If the constraint admits no candidates at a given site, GenAIRR's default permissive mode falls back to unconstrained sampling and the run continues (the record may end up non-productive at that site). Pass strict=True to run_records(...) to surface the empty-support condition as StrictSamplingError instead — useful during cartridge development when you want to catch unsatisfiable plans loudly:

result = exp.run_records(n=100, seed=0, strict=True)

Estimating models from your data

If you have an AIRR-format dataset, the cartridge builder can estimate all three planes for you:

import csv

rearrangements = list(csv.DictReader(open("rearrangements.tsv"), delimiter="\t"))

cfg = (
    ga.ReferenceCartridgeBuilder
    .from_fasta(v_fasta="v.fa", d_fasta="d.fa", j_fasta="j.fa", chain_type="BCR_HEAVY")
    .infer_identity(species="human", locus="IGH", reference_set="custom", name="my_igh")
    .estimate_np_length_distributions(rearrangements)
    .estimate_np_base_model(rearrangements, kind="markov", pseudocount=0.5)
    .estimate_p_nucleotide_lengths(rearrangements)
    .build()
)

Each estimator reads only the AIRR fields it needs:

  • estimate_np_length_distributions consumes np1_length / np2_length directly.
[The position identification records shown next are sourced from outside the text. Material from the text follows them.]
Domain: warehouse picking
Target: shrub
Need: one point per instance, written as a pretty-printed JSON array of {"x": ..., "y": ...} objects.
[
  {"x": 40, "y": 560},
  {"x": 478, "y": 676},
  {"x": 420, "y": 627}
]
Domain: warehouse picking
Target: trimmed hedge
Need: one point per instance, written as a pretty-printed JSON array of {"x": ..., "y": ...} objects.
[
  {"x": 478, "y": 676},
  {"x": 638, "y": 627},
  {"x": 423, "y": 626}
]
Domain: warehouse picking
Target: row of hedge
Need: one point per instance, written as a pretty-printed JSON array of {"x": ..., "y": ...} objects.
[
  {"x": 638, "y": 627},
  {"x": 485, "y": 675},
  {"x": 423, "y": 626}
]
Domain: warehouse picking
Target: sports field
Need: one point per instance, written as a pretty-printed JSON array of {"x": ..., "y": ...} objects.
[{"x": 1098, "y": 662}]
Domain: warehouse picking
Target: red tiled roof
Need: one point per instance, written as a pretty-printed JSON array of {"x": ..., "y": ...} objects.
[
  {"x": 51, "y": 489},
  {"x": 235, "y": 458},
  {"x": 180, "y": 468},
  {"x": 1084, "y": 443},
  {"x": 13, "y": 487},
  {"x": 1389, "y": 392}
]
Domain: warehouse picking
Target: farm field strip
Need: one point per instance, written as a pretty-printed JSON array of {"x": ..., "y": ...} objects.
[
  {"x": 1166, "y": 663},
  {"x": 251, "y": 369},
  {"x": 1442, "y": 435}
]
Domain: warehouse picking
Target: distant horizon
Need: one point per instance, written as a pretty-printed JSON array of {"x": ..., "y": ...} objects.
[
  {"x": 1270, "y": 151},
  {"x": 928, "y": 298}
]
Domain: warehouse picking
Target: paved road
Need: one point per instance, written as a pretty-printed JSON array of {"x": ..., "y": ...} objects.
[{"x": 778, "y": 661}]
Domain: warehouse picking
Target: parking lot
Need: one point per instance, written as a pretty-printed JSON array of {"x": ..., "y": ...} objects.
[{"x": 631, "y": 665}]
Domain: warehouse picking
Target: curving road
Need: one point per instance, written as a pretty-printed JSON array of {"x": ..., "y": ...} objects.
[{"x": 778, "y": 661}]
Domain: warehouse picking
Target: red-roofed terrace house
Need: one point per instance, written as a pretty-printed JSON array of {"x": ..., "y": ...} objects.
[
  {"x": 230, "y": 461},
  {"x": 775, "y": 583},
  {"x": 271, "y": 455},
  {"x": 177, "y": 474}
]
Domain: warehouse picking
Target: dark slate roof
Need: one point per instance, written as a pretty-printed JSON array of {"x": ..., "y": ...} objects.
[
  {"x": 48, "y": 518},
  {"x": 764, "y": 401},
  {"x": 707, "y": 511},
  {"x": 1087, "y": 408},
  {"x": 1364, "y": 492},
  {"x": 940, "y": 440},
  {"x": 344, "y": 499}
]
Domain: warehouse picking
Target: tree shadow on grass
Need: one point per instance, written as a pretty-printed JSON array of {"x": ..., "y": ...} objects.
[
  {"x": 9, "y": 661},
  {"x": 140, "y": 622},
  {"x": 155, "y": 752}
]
GenAIRR's own records always carry these; external AIRR tools usually do too.
  • estimate_np_base_model consumes the np1 / np2 string fields (not derived from length arithmetic). With kind="markov", pass a non-zero pseudocount if the input is small — otherwise unobserved transitions leave rows the spec validator will reject.
  • estimate_p_nucleotide_lengths consumes p_v_3_length / p_d_5_length / p_d_3_length / p_j_5_length. External AIRR tools (IgBLAST, MiXCR, ...) do NOT populate these fields. Run this estimator only against GenAIRR's own records, against a dataset where you populated the P-length columns yourself, or expect the estimator to warn (it emits a stage-level warning when ≥95% of contributing rows reported zero for a given key).

The build report on the resulting cartridge captures every estimator's inputs and inferred distributions for provenance.

Common mistakes

A handful of issues that show up repeatedly with the junction addition surfaces.

Expecting legacy NP_transitions / NP_first_bases to drive Markov base sampling. They don't. The engine no longer auto- lifts the legacy dicts; if you want Markov, populate np_bases["NP1"] (and / or NP2) with an explicit NpBaseModelSpec(kind="markov", ...). The manifest's legacy_np_*_present flags tell you what's sitting unused on the bundled cartridges.

Confusing P and N bases. Both end up in the junction, but they come from different planes (p_nucleotide_lengths vs np_lengths + np_bases) and surface on different AIRR fields (p_*_length vs np1 / np2 / np*_length). P bases are deterministic; N bases are sampled. If your downstream pipeline is mis-counting one as the other, check which AIRR fields it's reading.

Expecting estimate_p_nucleotide_lengths to infer from generic AIRR. External AIRR tools don't model P-nucleotides, so their output either omits the p_*_length columns or populates them as zero. The estimator will produce a degenerate [(0, 1.0)] distribution and emit the ≥95%-zero warning. Use this estimator only against data that genuinely carries P-length annotations.

Expecting NP2 on a VJ cartridge. VJ chains have only one NP region. Attempting to author np_lengths["NP2"] or p_nucleotide_lengths["D_5"] / ["D_3"] on a VJ cartridge raises ValueError at validate time; the engine never gets the chance to silently lose your spec.